Оси ломались, лошади поскальзывались, все кричали и ругались. Казалось, вся армия тронулась в путь, но никто понятия не имеет, почему и куда направляется. Регулировщики пытались руководить царящим здесь хаосом, но их усилия казались напрасными. Хотя, конечно, это было не так; медленно, но верно поток людей и военной техники продвигались к фронту, а менее густой поток людей и военной техники возвращался обратно. Однако детективу, у которого каждая минута была на счету, дорога показалась вечностью.
Знаменитый город Ипр больше не был городом, он превратился в руины. Ратуша, которая так много веков была символом процветания города, была разрушена почти полностью. У Кингсли дома, в столе лежала открытка (или, по крайней мере, она там была в тот день, когда он отправился в тюрьму), которую его брат Роберт прислал в 1915 году, во время Второй битвы при Ипре. Это была французская открытка, изображающая наполовину разрушенную ратушу с возведенными вокруг нее лесами. Над фотографией была надпись: «La Grande Guerre 1914–15 — Aspect des Halles d'Ypres après le bombardement». Еще через два года войны ратуша перестала существовать вовсе. Кингсли казалось странным, что Роберт преодолевал этот же самый путь, с пистолетом и офицерской тросточкой в руках, шагал по той же мостовой, по которой шел сейчас Кингсли. Он тоже выжил и мог провоевать хотя бы еще день.
За пределами города Ипра не было ничего. Совершенно ничего.
Кингсли даже представить не мог такого опустошения. На карте он видел названия мест, через которые он проходил и к которым направлялся. Он слышал эти названия много раз — какой британец, канадец или австралиец их не слышал? В Менин-Роуд и Шато-Вуд войска союзников сражались и умирали почти три целых года, но теперь, приехав сюда, он не увидел ничего. Остались лишь едва различимые тропы через поля, которые столько раз минировали и разминировали. И ничего больше: ни дерева, ни дома, ни забора, ни стены. Ни одного камня, лежащего так, как положено. Ни единого листа или бутона на ветке. Только грязь и вода, и среди этого люди и лошади, прокладывающие себе путь по едва заметным тропам. Они шли по костям тех, кто погиб здесь год назад, кто был погребен в этой грязи, поверх тех, кто пал еще годом раньше. Тысяча девятьсот четырнадцатый, 1915-й, 1916-й и сейчас 1917-й, каждый год — это новый слой тел, рассеянных по некогда прекрасным полям Фландрии.
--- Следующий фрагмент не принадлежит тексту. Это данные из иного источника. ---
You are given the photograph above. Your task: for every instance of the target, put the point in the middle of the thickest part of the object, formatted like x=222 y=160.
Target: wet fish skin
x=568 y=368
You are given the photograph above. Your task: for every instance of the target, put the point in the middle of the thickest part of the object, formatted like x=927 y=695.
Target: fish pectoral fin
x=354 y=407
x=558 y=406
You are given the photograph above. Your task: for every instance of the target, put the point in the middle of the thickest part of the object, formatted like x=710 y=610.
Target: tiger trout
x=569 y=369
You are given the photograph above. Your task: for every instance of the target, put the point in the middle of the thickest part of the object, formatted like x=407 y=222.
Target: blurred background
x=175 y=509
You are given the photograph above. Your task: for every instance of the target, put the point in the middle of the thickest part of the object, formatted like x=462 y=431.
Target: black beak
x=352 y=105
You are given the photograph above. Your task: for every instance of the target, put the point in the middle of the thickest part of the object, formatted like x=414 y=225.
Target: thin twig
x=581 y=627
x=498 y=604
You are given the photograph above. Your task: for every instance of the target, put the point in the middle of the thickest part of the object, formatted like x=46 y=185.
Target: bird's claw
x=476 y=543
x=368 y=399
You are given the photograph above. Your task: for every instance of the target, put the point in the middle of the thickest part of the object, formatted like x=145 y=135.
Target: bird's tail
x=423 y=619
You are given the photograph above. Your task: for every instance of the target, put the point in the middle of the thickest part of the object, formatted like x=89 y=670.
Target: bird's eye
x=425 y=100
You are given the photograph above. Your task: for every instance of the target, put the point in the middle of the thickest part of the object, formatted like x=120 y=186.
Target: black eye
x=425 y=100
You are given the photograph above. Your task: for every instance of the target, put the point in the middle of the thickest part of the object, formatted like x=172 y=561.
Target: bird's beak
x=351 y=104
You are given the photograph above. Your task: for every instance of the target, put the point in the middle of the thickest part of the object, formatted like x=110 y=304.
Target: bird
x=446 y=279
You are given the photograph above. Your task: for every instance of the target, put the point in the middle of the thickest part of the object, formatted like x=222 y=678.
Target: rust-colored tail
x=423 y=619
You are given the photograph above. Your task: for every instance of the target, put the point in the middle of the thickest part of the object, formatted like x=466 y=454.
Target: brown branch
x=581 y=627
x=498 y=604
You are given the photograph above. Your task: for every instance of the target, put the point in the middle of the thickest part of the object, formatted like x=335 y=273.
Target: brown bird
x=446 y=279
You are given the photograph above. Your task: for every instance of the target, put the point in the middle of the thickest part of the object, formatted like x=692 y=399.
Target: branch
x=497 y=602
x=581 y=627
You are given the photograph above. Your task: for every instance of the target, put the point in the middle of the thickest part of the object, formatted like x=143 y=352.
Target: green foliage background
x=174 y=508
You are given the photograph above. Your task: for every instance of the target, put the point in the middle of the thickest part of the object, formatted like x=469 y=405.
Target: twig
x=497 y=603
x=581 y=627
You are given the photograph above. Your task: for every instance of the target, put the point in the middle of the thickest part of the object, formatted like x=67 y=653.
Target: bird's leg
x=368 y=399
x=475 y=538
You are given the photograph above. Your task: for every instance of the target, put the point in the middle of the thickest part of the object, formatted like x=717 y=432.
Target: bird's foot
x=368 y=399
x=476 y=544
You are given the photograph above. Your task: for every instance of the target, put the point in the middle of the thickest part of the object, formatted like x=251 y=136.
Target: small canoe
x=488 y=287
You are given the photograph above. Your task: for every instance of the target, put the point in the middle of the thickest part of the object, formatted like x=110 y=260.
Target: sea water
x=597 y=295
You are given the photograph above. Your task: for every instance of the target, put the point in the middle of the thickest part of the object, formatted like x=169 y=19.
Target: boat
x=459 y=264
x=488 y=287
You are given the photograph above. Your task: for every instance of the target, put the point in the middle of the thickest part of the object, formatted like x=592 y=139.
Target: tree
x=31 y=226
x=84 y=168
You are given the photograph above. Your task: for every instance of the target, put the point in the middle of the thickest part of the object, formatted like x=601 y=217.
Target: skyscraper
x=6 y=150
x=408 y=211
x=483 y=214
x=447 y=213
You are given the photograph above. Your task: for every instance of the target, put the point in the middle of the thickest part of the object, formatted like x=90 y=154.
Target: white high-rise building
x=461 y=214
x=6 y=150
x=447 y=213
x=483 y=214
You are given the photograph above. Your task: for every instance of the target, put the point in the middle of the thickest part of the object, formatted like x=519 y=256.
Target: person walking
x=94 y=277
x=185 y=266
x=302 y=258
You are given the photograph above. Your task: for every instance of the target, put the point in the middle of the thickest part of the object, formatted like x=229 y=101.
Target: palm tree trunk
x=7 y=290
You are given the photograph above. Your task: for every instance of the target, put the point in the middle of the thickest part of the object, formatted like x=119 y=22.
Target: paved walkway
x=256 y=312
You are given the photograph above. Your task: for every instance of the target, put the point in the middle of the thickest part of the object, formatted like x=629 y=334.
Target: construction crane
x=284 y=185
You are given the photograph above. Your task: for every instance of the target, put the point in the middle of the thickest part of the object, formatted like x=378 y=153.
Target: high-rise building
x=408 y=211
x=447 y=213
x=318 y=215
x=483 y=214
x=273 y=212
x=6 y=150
Кингсли шел по деревянному настилу и напевал эту грустную песню себе под нос:
Висит на проволоке колючей.
Только к вечеру он добрался до артиллерийской батареи у самой линии фронта. Задача артиллерии заключалась в том, чтобы поливать огнем колючую проволоку и окопы врага, постоянно изводить его, а накануне большого прорыва разбить его и вести заградительный огонь прямо перед наступающими войсками. Поскольку еще не стемнело, у пушек почти никого не было: все, что здесь происходило, происходило ночью, чтобы по возможности скрыть все действия от вражеских разведчиков. Проходя мимо, Кингсли видел артиллеристов в землянках, некоторые пытались даже поспать на мокрых настилах, служивших им постелью.
Теперь Кингсли предстояло месить грязь не на уровне земли, а на шесть футов ниже — он спустился в окопы и начал приближаться к самой линии фронта. Сначала он спустился в резервный окоп. Здесь он увидел солдат, которые продвигались либо к линии фронта, либо обратно в тыл, где их размещали в разрушенных деревнях и на фермах, а иногда даже отправляли на настоящий «отдых» вдали от линии огня. Солдаты обычно две недели проводили на линии фронта, а потом получали шесть дней отдыха. По лицам и состоянию людей было нетрудно определить, кто передвигался вперед, а кто — назад.
Теперь Кингсли находился всего в сотне ярдов от фронта, но продвигался он очень медленно. Сначала ему пришлось преодолеть резервный окоп, чтобы попасть в окоп связи, который вывел его на линию поддержки. Окопы были вырыты зигзагом и напоминали формой зубья; с неба они казались зубчатой стеной, распластанной по земле. В окопах, вырытых зигзагом, меньше страдают от взрыва, попавшего в траншею, в них проще укрыться от пулеметного огня, который косит все, что находится на одной прямой. Разумная мера предосторожности, но продвигаться по окопу было тяжело. Постоянно петляя и поворачивая, обходя угол за углом, Кингсли глубоко сочувствовал солдатам, которым приходилось бороздить этот заболоченный лабиринт каждый день, таская на себе по шестьдесят фунтов снаряжения. Повсюду шныряли крысы, огромные, словно кошки, они плавали в воде, бегали по брустверу, пробегали по солдатам, которые сидели в землянках и пытались подремать перед напряженной ночью. Говорили, что в окопах живут только три вида животных: крысы, вши и люди. Именно такую компанию избрал для себя человек — венец творенья.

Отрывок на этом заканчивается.